# Vegas Baby!



## bec21tt (Feb 27, 2003)

Hi,

Advice time needed again.

We're going to Las Vegas later on in the year for our honeymoon, has anyone been and got any opinion on the best helicopter tour of the Grand Canyon, and whether its best to book it once you get there or before we go via the net?

Oh, and also a posh restaurant to go to one night?

Thanks in advance

Bec


----------



## vlastan (May 6, 2002)

Well done with your wedding and the honeymoon.


----------



## zipper (Sep 23, 2003)

Sundance.. Check http://www.helicoptour.com/

Beware of the cheapies as they do tend to lose a few choppers per year.

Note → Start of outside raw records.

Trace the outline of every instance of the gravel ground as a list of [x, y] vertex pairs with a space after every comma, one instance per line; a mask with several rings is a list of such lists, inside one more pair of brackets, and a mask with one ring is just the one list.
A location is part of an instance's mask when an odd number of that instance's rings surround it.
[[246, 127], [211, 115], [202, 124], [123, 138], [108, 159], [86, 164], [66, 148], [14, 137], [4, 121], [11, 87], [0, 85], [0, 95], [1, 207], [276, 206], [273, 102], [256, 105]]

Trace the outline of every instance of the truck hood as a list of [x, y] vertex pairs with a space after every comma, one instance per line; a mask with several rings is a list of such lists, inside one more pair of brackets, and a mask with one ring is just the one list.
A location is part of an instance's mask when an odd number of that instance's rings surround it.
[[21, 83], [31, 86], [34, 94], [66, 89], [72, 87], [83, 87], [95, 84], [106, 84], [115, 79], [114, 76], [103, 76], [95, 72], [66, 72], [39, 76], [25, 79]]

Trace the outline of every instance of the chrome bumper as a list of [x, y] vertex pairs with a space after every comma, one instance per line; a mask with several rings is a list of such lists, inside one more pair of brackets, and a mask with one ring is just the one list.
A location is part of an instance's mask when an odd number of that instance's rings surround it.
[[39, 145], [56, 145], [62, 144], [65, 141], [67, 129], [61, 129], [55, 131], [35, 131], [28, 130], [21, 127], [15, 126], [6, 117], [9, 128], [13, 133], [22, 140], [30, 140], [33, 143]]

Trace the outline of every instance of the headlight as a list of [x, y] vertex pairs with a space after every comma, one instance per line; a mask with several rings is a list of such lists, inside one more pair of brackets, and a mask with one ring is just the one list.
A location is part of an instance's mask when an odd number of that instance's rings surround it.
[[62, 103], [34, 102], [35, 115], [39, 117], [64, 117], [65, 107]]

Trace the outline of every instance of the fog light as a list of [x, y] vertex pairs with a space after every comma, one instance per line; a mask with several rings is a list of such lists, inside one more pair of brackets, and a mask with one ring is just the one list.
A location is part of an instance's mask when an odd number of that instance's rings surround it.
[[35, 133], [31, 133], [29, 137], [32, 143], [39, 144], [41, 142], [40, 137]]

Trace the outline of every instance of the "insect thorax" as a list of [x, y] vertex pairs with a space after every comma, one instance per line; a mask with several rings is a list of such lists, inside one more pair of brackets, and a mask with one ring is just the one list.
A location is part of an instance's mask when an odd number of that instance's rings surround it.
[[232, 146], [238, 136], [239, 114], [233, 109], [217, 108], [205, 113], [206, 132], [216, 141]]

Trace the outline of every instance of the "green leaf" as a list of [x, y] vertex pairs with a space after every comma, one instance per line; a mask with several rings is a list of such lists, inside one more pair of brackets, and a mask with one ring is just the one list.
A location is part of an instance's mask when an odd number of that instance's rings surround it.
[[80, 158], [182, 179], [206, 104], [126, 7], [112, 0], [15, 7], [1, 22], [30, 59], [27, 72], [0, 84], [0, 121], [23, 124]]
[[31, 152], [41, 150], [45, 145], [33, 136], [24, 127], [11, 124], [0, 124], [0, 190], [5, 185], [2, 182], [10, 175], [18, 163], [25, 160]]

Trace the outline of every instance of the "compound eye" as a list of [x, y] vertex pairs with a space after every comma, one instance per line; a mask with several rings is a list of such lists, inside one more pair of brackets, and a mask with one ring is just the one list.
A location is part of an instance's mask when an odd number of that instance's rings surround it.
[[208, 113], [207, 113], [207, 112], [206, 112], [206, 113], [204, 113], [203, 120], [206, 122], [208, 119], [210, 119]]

The pilot that flew us down was ex-army (fought in Vietnam) and was a test pilot for Apaches. Lunch with him in the Canyon was very interesting 

Also if it floats your boat check out "The Gun Store".. you can hire anything from Beretta 9mm - Desert Eagles and an array of fully automatic weapons too. It's cheap as chips and if you've never fired a gun I can highly recommend it. Oh, you need your passport. The staff are v.friendly and helpful and it's very safe.

As for dinner, try one of the 'nice' restaurants at the Bellagio, over looking the fountains (yes that one). No matter how many times it runs you'll never get board of it!

Enjoy... wish I was going!


----------



## mosschops (Dec 31, 2002)

I am off to Vegas in a month's time and have booked our helicopter trip with Papillion helicopters (www.Papillion.com).

There is a discount I think if you book online

There are lots of different options to go for and I hear they are the very best.

Seeing as it's my mums 50th birthday I have gone the whole hog with an all in one coach tour - copter ride to the canyon, land at the bottom then off in a boat - hoping for some spectacular scenery

Oh yes - if you haven't been before you must, must go see one of the resident Cirque du Soliel shows - my favourite is Mystere @ the Treasure Island....it is amazing

Enjoy


----------



## zipper (Sep 23, 2003)

You might also be able to catch a discount Seigfrid & Roy show.. I hear they are offering 50% off... (I'm still going to hell!). :evil:


----------



## John C (Jul 5, 2002)

I was there about a month ago and used http://www.heliusa.com they were great. Picked up from hotel c. 6.00am  , took off 7am. Flew to Canyon via Hoover Dam, down into Canyon than back over Arnie Swartz's pad.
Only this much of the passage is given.